Правда, писатель Борис Васильев был этим поворотом возмущен: в его сценарии Суслин и Святкин ровесники. Хотел снять свою фамилию с титров, еле упросили этого не делать.
Съемки начались с финального эпизода танковой атаки. Сегодня такие сцены можно роскошно сделать с помощью компьютерной графики, а тогда все происходило по-настоящему. Мало того, я работал без дублера. Фашистский танк давит моего героя, кружит, из-под гусениц вылетает пережеванное противотанковое ружье, полушубок, танк катится дальше.
Сцену снимали тремя камерами, поле горело и дымилось. Основная камера, за которой сидел Быков, находилась у меня за спиной.
В окопе, где стоял мой герой, вырыли дополнительную ямку, куда я должен был скрыться. Для каждого танка есть «мертвая зона», попадая в которую, водитель перестает видеть, что творится прямо перед машиной. Чтобы я понял, когда время проваливаться в ямку, техники поставили красные флажки: едва танк к ним приближался, надо было срочно ложиться.

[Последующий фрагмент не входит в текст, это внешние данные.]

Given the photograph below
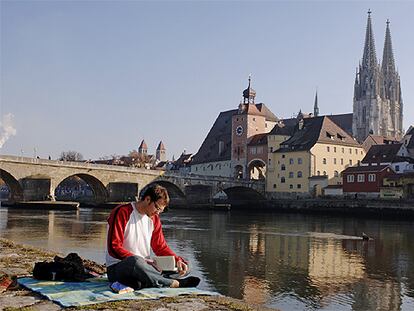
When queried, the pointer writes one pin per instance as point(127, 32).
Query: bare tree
point(70, 156)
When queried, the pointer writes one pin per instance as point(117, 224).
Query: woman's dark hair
point(156, 192)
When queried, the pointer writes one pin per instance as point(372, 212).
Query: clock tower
point(241, 132)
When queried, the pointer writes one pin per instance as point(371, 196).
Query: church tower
point(377, 107)
point(143, 148)
point(160, 153)
point(391, 90)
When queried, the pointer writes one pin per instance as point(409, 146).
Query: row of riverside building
point(362, 153)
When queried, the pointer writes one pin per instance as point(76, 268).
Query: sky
point(97, 77)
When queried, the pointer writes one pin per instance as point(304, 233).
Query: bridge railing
point(73, 164)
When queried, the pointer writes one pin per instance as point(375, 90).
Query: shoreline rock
point(17, 260)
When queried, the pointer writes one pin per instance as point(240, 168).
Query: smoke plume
point(6, 128)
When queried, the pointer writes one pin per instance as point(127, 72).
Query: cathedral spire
point(388, 63)
point(315, 106)
point(369, 58)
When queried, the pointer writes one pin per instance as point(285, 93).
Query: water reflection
point(292, 262)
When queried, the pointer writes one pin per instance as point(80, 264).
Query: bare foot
point(175, 284)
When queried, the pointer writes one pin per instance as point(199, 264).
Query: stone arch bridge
point(30, 179)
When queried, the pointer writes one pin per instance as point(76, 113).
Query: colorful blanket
point(71, 294)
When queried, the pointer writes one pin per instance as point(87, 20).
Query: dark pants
point(135, 272)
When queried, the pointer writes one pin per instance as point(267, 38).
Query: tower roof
point(369, 58)
point(388, 63)
point(161, 146)
point(143, 145)
point(249, 94)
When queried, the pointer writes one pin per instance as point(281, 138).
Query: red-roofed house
point(365, 180)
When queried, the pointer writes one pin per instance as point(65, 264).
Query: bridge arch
point(16, 190)
point(177, 196)
point(98, 188)
point(257, 169)
point(173, 190)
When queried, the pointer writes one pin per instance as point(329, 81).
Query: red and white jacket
point(133, 234)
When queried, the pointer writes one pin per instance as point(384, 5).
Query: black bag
point(69, 268)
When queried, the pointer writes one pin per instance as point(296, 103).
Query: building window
point(350, 178)
point(221, 147)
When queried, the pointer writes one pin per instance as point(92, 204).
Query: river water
point(286, 261)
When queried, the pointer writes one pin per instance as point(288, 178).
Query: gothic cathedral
point(378, 105)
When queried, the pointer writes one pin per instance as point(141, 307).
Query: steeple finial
point(388, 63)
point(315, 106)
point(369, 58)
point(249, 94)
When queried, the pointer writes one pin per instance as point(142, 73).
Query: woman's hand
point(182, 268)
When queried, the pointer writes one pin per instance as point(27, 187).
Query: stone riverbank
point(18, 260)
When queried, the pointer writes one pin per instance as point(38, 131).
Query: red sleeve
point(117, 222)
point(158, 244)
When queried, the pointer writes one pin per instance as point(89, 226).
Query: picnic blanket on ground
point(72, 294)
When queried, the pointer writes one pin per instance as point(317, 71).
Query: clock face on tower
point(239, 130)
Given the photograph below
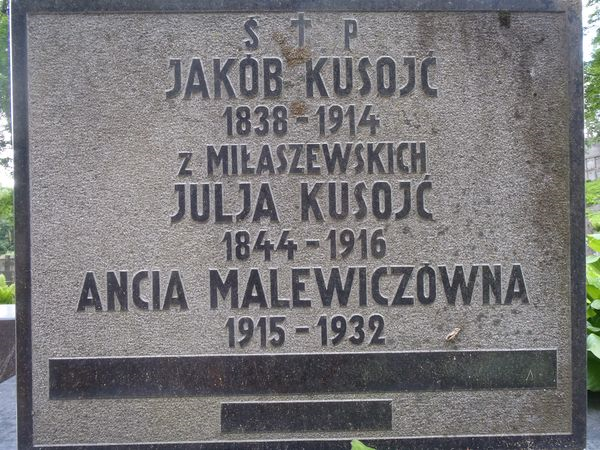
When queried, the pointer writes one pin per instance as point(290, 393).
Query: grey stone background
point(499, 122)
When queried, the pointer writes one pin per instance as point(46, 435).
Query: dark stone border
point(19, 11)
point(356, 372)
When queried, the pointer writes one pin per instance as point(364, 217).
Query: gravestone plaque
point(290, 224)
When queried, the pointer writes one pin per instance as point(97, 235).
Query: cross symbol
point(301, 23)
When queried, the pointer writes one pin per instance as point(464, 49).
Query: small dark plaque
point(289, 224)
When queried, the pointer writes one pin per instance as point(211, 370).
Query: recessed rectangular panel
point(277, 417)
point(286, 204)
point(286, 374)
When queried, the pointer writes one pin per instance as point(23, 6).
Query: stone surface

«Мотор, камера!» Все пришло в движение. Я видел, как танк пересек линию с красными флажками, но пошевелиться не смог. Чувства страха не было, но и ступор у меня не проходил. Стою, смотрю на приближающийся танк, словно кролик на удава. И тогда Быков спас мне жизнь. Он первым сообразил, что со мной беда, и толкнул в спину мальчика — ассистента оператора, который сидел на трансфокаторе. Если бы тот обернулся к режиссеру, стал спрашивать, в чем дело, меня бы точно раздавило.